Typisch Springerpresse. Schämen sollte sich die Sportbild. Sag ich als Werder-Fan. Viel Erfolg für Jatta!
finya-satchmo 03.09.2019
2. ...und was macht BILD?
Nun warte ich gespannt darauf, dass sich die Zeitung und der Verlag entschuldigen. Mindestens das!
hans-rai 03.09.2019
3. Dass sich die Vereine durch diesen Bericht...
...von Sport-Bild überhaupt haben instrumentalisieren lassen, ist ein "Trauerspiel". Ihr Einlenken jetzt aber eine gute Sache, damit bei Jatta und dem HSV wieder Ruhe einkehrt. Die Redaktion von Sportbild aber würde ich auf Schmerzensgeld verklagen.
Lisa_can_do 03.09.2019
4. Sollte am Ende die Vernunft und Menschlichkeit siegen?
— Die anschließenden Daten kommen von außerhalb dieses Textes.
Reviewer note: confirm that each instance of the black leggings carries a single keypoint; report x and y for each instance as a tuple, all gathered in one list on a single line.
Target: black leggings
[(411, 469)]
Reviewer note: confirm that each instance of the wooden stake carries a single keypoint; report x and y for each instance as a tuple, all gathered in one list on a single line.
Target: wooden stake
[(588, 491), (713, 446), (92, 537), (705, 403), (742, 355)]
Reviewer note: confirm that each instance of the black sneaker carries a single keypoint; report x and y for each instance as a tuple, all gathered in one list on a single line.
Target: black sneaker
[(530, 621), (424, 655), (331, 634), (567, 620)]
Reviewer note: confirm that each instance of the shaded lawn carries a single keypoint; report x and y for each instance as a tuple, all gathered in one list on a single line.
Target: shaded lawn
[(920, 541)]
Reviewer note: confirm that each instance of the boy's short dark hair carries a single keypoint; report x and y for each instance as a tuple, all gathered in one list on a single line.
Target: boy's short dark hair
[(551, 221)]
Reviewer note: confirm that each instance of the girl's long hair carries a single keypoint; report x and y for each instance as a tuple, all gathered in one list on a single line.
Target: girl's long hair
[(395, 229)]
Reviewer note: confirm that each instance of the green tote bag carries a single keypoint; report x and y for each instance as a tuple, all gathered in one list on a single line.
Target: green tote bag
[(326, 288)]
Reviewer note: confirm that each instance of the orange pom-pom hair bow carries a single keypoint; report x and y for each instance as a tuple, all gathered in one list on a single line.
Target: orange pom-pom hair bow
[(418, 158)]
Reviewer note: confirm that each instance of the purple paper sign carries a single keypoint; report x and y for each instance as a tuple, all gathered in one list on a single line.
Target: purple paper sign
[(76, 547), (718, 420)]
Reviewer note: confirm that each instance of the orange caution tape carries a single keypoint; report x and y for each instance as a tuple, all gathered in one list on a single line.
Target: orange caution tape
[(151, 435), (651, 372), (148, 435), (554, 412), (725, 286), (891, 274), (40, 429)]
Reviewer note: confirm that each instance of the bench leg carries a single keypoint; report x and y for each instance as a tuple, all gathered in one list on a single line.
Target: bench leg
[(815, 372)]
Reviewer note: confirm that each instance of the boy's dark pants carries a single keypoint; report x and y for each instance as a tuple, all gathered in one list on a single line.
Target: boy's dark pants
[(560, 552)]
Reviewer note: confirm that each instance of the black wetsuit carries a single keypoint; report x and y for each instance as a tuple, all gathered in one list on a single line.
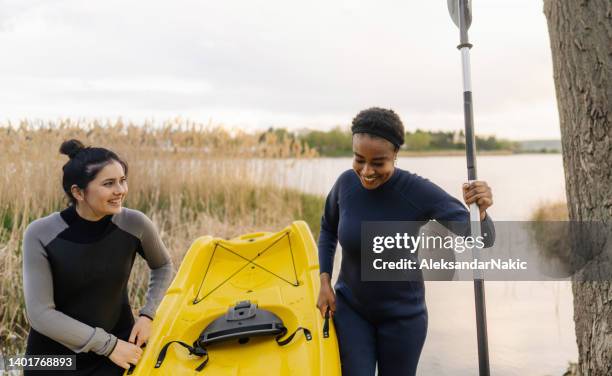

Und nicht diese unprofessionellen Vereine wie Nürnberg, Bochum und Co. Krasser geht es ja wohl nicht, erst verlieren, dann Einspruch. Schämen sollten sich alle diejenigen, die so dumm sind anzunehmen, dass es für eine Gesellschaft tatsächlich eine Geburtsurkunde, ein Standesamt und ein Einwohnermeldeamt braucht - braucht es nicht, auch wenn ich das als Deutsche schätze. Aber gute Fußballer und tolle und ehrliche Menschen gibt es dennoch dort. Auch ohne diese Behörden. Überraschung.
elisenstein 03.09.2019
5. was sollen sie auch sonst tun
um sich nicht vollständig lächerlich zu machen. Schade eigentlich, dass Nürnberg den sog. Kronzeugen nicht mehr aussagen lassen muss. Er hätte wahrscheinlich entweder lügen oder sich und seinen Verein belasten müssen. Wer weiß, was es mit diesem Phantom Jaffeh auf sich hat. Die Bild wird uns sicherlich darüber aufklären. Immer schön Öl ins Feuer gießen? Hauptsache die Auflage stimmt? Nicht jeder Betroffene hat das Glück wie Jatta, daß es in solchen Situationen Menschen gibt, die ihm den Rücken stärken und zu ihm halten . Ich befürchte das es noch genügend Menschen gibt, die weiterhin zweifeln. Irgendwas muss da doch dran sein....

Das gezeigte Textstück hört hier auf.